No es explicable, no entiendo por qué vuelves. Por qué desde detrás de la memoria, con esa nocturna terquedad de lobo, siempre al acecho discreto, tu imagen viene a mí, tu cuerpo y tu placer y tu olvido, cada vez que el abrazo o el silencio se ahondan, fuera de mí o en mi interior, suavemente, lentamente, hasta alcanzar el fondo del dolor y del regreso, el brillo oscuro de la vida que sobre sí misma se dobla, para hurtarse al tiempo, a su baile mecánico y vacío.
Hace ya tanto, tanto que no sé de ti, ni me toca tu palabra, ni la espera de verte ni de hablarte. Nada hunde en el día la herida hermosa del instante rescatado, exprimido en el alma como un fruto lleno que demora su pulpa entre los dedos mientras derrama todo el placer acumulado, toda la líquida pasión, que se preserva y luego se derrocha. Hace ya tanto, que no entiendo por qué de nuevo este rasgado dolor, esta cortina de bruma y de lluvia me rodea de ausencia y de recuerdo. Y no es la luz, no es la vida, no eres tú, sino tu doble oscuro, tu inerte réplica llena solo de mí y de lejanía, lo que me ahoga y me seduce. Dónde estás, dónde tus ojos desnudos, tu cuerpo, tu voz, tu latido. Tu sonrisa.
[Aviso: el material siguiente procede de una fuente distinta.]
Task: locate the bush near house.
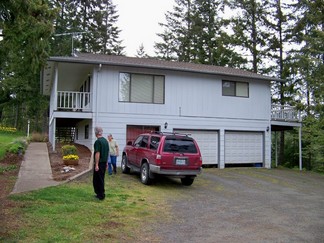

Pero escribo en el agua, en su rostro fugitivo y tembloroso. Qué vale entonces cada letra, cada palabra, cada eléctrica chispa de recuerdo, si no puedes saber, no lees, si nada sé de ti, por más que pretender olvidarte es desprenderme de mí mismo. Por qué vuelves, por qué decir tu nombre apenas en los labios, sin el espacio lleno de sonido, sólo como un murmullo negro, desechado.